C'est la gorge serrée que Paul Magnette, le bourgmestre de Charleroi, a pris la parole ce vendredi matin aux côtés des parents de Julie et Mélissa, Gino Russo, Jean-Denis Lejeune et Louisa Albert. Il a annoncé la création d'un jardin mémoriel à Marcinelle, sur l'ancienne maison de Marc Dutroux, là où sont mortes Julie et Mélissa, où ont été séquestrées An et Eefje et d'où ont été sorties - vivantes - Sabinne et Laetitia le 15 août 1996. On est 25 ans après.

"C'est l'aboutissement d'un long travail mené avec les parents", a expliqué Paul Magnette. "La question s'est posée de ce qu'on pouvait faire sur place, quelque chose de pérenne plutôt que l'aménagement temporaire, dans l'urgence, fait à l'époque." La grande fresque représentant un enfant, jouant avec un cerf-volant, qui cache la façade de l'ex maison de Dutroux est aujourd'hui devenue un symbole pour beaucoup de gens. 

© OLIVIER PAPEGNIES / COLLECTIF HUMA

Cette fresque restera, mais elle sera intégrée dans l'ensemble du nouveau projet : un jardin mémoriel, surélevé de deux mètres, avec des fleurs, arbres et arbustes qui fleurissent toute l'année, encadré par deux pignons blancs, "blanc comme la pureté, comme un lien entre nous et les petites". Et sur l'un des pignon, une nouvelle fresque, inspirée de celle qui couvre pour l'instant la façade de la maison. Un "jardin entre terre et ciel", comme l'ont appelé les parents de Julie et Mélissa. "Ce nom semble appelé à rester", a noté Paul Magnette. Le mémorial prendra plus de place que le seul numéro 128, qui était une "simple" maison de rangée, puisqu'il couvrira tout un coin du quartier, entre la rue des Damezelles et l'avenue de Philippeville. 

© Asymetrie

Un arbre sera présent à côté, avec un banc et un espace de mémoire où laisser des fleurs ou des mots. À côté, un lampadaire, le seul du quartier, sera rénové: "il sera retourné côté jardin, pour éclairer le mémorial", souligne Georgios Maillis, bouwmeester de Charleroi. "L'idée, à terme, c'est aussi de revoir les murs du chemin de fer juste en face de la maison, avec des nouveaux trottoirs, de nouvelles voiries, et une séparation végétalisée avec les rails." 
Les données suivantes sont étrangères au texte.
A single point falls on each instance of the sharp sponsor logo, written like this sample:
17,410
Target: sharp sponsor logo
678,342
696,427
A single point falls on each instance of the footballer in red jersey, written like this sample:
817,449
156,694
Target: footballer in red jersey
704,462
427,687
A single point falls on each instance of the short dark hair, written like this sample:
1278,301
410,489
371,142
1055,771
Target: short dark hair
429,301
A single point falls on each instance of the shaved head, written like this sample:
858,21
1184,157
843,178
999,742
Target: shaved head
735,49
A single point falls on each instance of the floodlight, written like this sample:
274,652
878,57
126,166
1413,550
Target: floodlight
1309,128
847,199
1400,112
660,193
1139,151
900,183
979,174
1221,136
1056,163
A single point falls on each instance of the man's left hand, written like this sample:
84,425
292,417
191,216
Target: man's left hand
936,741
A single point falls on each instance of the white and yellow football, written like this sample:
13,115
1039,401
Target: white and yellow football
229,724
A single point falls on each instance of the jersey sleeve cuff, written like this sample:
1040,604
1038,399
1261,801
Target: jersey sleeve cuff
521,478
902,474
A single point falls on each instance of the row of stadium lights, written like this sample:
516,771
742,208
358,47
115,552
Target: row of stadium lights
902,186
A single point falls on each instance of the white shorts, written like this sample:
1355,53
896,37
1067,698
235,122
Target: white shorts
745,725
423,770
Si le projet a mis si longtemps à apparaître, c'est qu'il y a plusieurs facteurs à prendre en compte. Déjà, Gino, Carine, Jean-Denis et Louisa, les parents de Julie et Mélissa, souhaitaient au départ garder la maison intacte, pour la transformer en lieu de mémoire. La ville de Charleroi, elle, voulait abattre pour y ériger un monument plus lumineux. Finalement, après de nombreux échanges, des réflexions, l'idée d'un mémorial fleuri, sous forme de jardin, est née. Il a encore fallu un an et demi pour discuter des détails, consulter, réfléchir encore. Les parents ont insisté pour que les sous-sols, notamment la citerne d'eau transformée en prison, soient accessible. Un défi technique pour le projet, mais qui devrait permettre d'aller poursuivre les fouilles un jour, si la justice en arrive là. 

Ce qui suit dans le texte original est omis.